Transaction broadcasted and then not found

So the rabbit whole lead me to a certain race condition in nodes communication. There was a lot of digging and eventually I was able to expose this an actually issue in a reproducible test. All tracked and already fixed in this PR. The fix would be deployed in the next release.

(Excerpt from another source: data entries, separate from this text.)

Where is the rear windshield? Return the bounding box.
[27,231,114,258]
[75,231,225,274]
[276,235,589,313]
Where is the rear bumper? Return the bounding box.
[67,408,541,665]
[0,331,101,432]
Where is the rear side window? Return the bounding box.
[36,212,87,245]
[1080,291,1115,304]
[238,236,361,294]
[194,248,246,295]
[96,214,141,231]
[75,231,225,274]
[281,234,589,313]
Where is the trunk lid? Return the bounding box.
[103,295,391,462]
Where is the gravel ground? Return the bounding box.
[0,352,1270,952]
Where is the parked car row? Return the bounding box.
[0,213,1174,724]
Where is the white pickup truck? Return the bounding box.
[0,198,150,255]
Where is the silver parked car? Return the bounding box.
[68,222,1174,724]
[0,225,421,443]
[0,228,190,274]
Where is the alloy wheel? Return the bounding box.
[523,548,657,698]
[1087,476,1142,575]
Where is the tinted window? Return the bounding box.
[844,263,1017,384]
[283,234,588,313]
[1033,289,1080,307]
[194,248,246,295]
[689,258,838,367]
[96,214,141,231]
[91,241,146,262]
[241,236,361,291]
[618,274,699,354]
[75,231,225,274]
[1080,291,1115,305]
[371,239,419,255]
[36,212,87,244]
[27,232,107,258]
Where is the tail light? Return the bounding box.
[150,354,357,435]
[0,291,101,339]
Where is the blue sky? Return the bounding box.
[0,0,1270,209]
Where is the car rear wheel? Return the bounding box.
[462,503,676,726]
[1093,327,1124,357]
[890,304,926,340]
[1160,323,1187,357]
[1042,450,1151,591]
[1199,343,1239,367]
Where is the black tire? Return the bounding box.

In advance: I have no proof this is what we are facing on main net. It is extremely hard to debug in such distributed environment, especially we don’t have any access to the interesting logs. What I am sure is that this is a legit bug scenario and it would be fixed on main net soon.

6 Likes

That’s great news, thanks for all the hard work :rocket:

2 Likes

Thanks for reporting it :slight_smile: Those race conditions are notoriously hard to detect and fix, so let’s see if this fixes it :slight_smile:

1 Like

Hey, I have one more question but I won’t spam with new threads.
Some of my transactions take blocks and blocks before ending up in the chain. I’m tracking one of my transactions now and it’s been almost two hours when it finally it got mined. I’ve checked all the preconditions and transaction looks ok. This is something I’ve started noticing in the past few weeks. Is this related with variable hash rate? Can I do anything about this? Set a bigger gas price, or something. This is slowly killing my UX as the user sees pending transaction on frontend and this can last for hours…

2 Likes

hey @filip, that is actually a very good question you have there, it would actually be wort a new thread but lets keep it here. did this phenomenon occur only when sending the TX through SuperheroWallet or directly through the JS SDK or in both cases ? Actually, in both cases you should get a reasonably well gas price estimation automatically, but you can also always set a higher gas price yourself.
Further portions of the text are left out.